Scientists have found a way to predict the prognoses of patients with pancreatic cancer based on analysis of gene expression patterns within each patient’s tumor by using a variation of the algorithm Google’s search engines use to scour the Internet for relevant websites, according to a study published today in PLoS Computational Biology.
High-volume genetic techniques have allowed scientists to identify thousands of genes that may be differentially expressed in tumor cells. Many have hoped that this capability would enable researchers to better predict a patient’s prognosis or better match treatments to a patient’s individual tumor. But to make these expression signatures a useful clinical tool, strategies are needed that identify those genes that predict a tumor’s aggressiveness and susceptibility to therapy while weeding out the many other genes that are differentially expressed in tumors but are not clinically relevant.

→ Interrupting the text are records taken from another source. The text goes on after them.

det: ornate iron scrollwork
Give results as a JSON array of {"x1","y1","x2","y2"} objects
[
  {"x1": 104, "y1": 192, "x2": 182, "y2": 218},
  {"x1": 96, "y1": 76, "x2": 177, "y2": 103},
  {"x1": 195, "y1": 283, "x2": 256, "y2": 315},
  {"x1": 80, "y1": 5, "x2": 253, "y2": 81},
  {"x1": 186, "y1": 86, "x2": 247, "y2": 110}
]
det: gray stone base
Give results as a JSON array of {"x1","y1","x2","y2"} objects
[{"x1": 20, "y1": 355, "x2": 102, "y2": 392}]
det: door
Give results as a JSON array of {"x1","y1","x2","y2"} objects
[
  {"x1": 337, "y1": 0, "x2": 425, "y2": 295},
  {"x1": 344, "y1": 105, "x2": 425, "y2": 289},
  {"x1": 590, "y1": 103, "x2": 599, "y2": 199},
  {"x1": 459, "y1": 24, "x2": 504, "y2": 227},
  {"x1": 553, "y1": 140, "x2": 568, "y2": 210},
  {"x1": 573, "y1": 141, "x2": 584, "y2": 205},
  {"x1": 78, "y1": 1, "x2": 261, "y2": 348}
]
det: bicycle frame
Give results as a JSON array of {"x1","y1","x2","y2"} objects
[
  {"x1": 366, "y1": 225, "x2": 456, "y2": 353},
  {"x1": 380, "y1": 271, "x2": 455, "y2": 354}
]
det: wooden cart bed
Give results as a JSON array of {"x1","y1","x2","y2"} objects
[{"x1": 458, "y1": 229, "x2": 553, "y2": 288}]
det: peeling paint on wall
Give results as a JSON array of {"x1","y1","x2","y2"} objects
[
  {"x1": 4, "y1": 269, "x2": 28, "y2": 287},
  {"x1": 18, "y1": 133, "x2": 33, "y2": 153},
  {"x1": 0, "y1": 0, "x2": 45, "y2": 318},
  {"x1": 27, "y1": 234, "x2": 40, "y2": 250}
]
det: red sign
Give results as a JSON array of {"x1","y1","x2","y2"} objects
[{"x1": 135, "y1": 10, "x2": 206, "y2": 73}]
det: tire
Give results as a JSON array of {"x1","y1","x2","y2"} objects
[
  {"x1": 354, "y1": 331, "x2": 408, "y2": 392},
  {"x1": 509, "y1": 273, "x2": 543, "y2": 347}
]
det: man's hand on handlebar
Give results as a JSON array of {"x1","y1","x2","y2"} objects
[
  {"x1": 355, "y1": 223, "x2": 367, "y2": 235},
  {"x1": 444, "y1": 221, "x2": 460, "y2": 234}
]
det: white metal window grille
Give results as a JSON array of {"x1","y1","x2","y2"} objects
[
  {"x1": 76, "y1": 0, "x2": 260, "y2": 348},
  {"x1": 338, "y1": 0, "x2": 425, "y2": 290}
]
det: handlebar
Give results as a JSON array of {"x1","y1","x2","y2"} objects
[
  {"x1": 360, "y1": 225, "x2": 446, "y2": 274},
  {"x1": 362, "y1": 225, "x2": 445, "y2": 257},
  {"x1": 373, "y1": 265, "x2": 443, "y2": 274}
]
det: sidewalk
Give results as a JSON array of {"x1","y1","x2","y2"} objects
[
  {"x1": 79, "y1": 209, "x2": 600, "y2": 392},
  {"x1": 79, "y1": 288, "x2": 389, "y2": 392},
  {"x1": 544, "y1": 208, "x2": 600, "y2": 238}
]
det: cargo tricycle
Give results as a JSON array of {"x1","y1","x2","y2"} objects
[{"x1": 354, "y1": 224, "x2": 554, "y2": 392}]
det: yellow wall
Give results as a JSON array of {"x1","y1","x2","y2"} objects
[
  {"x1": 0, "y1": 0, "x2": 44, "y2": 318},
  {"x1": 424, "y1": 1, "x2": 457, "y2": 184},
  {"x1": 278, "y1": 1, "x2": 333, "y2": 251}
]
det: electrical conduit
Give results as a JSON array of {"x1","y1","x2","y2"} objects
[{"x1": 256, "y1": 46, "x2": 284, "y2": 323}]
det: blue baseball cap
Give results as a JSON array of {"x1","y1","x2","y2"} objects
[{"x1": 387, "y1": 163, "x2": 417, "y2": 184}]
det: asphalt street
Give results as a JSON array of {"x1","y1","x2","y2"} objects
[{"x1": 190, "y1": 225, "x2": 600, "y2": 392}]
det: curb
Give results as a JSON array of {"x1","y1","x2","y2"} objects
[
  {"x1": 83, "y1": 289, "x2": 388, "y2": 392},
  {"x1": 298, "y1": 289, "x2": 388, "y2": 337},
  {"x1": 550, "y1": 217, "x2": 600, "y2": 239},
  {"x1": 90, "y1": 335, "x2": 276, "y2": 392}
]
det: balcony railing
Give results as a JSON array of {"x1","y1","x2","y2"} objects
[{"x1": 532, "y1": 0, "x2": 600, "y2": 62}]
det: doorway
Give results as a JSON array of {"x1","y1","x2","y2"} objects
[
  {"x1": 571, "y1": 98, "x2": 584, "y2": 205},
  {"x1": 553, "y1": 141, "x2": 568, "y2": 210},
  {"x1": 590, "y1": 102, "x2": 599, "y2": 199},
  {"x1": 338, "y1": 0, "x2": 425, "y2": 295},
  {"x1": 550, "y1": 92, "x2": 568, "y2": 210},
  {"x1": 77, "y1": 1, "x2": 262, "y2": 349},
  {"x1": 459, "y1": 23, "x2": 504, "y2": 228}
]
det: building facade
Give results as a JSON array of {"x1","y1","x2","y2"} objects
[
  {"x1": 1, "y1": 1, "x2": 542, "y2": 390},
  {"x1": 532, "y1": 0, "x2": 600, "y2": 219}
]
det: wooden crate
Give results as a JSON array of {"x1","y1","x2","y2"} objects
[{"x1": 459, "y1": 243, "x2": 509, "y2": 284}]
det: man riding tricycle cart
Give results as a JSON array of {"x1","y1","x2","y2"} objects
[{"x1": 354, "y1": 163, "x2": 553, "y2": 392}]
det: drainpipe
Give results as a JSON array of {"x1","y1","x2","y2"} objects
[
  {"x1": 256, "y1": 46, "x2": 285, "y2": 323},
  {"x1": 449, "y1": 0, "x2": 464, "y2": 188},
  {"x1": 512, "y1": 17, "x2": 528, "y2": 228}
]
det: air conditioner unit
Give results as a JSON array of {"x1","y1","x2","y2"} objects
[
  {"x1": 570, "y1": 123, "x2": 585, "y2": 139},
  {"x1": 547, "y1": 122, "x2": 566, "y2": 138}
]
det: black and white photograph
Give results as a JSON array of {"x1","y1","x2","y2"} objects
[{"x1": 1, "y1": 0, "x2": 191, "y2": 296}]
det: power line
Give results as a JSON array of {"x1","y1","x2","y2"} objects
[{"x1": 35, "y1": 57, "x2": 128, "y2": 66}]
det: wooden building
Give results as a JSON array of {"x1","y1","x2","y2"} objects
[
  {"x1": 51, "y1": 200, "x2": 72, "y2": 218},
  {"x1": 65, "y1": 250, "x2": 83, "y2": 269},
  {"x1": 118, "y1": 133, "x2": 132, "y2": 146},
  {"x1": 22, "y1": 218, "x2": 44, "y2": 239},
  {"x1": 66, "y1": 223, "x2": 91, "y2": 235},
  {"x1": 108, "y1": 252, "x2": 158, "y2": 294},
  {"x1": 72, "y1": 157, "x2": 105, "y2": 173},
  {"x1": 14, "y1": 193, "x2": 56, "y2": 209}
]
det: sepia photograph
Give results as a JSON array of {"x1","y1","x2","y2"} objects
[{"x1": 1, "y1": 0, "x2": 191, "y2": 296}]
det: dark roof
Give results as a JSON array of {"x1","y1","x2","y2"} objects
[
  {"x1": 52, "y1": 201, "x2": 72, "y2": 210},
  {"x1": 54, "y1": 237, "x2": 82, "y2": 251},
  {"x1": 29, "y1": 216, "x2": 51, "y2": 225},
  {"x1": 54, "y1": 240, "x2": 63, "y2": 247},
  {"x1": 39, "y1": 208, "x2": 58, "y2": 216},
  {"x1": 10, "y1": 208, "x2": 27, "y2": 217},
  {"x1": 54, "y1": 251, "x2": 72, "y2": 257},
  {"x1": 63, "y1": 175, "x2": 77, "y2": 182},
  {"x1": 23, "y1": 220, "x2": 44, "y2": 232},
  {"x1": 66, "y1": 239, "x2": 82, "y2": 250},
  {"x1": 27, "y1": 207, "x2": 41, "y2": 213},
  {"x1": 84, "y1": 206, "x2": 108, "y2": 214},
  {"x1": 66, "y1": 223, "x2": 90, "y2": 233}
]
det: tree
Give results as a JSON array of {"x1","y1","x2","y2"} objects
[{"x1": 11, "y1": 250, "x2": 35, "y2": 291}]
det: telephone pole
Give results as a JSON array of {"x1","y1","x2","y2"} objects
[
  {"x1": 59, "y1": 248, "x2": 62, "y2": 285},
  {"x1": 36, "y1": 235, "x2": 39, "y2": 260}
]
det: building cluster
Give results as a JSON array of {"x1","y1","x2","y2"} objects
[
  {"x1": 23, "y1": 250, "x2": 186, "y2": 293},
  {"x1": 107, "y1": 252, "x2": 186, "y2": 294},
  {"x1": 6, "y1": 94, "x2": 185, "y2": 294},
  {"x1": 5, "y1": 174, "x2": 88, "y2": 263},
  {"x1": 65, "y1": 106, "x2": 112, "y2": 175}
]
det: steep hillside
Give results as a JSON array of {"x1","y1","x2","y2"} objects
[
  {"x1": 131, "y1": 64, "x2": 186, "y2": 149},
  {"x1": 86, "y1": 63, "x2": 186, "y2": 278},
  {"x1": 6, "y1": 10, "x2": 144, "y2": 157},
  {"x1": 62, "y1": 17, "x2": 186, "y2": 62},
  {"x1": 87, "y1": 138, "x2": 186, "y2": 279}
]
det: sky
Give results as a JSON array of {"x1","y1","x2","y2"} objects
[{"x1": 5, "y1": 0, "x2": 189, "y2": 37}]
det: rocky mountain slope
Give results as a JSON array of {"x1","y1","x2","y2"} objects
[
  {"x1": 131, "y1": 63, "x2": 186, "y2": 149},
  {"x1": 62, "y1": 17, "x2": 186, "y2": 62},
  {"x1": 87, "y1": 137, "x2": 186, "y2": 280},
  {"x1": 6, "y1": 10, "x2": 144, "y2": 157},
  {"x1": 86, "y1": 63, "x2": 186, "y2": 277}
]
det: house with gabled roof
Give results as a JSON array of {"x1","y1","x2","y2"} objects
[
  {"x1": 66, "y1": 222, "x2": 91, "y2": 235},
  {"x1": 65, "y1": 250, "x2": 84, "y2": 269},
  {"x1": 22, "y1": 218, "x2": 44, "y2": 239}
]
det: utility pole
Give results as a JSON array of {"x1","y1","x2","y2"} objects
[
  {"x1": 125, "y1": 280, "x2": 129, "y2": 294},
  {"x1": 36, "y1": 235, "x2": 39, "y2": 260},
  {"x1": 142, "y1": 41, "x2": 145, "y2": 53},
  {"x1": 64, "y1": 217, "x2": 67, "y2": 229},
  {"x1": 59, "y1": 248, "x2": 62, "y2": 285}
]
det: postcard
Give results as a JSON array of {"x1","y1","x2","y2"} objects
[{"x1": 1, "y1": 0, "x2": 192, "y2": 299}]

A team of researchers from Germany and Switzerland tackled this challenge by using a strategy based on Google’s PageRank search strategy to search through gene expression profiles and identify the most relevant. To identify the web pages most relevant to a particular search term, PageRank finds web pages on related topics and then ranks them based on which of these web pages are most heavily linked to by other websites. The NetRank algorithm used by the researchers similarly uses information on biological interactions between genes’ products to decide which of the genes are likely to be most relevant to a patient’s clinical outcomes. The scientists used NetRank to analyze tumor samples from 30 patients with pancreatic cancer and found they were able to predict whether patients had good or bad prognoses with 72% accuracy. They then validated their findings with a separate set of tumor samples from 412 patients with pancreatic cancer.
With further validation, such a strategy may be used to determine which patients should receive chemotherapy and which patients may survive longer without such treatment, according to the authors.
“Reliable prediction of survival and response to therapy based on molecular markers bears a great potential to improve and personalize patient therapies in the future,” the authors state.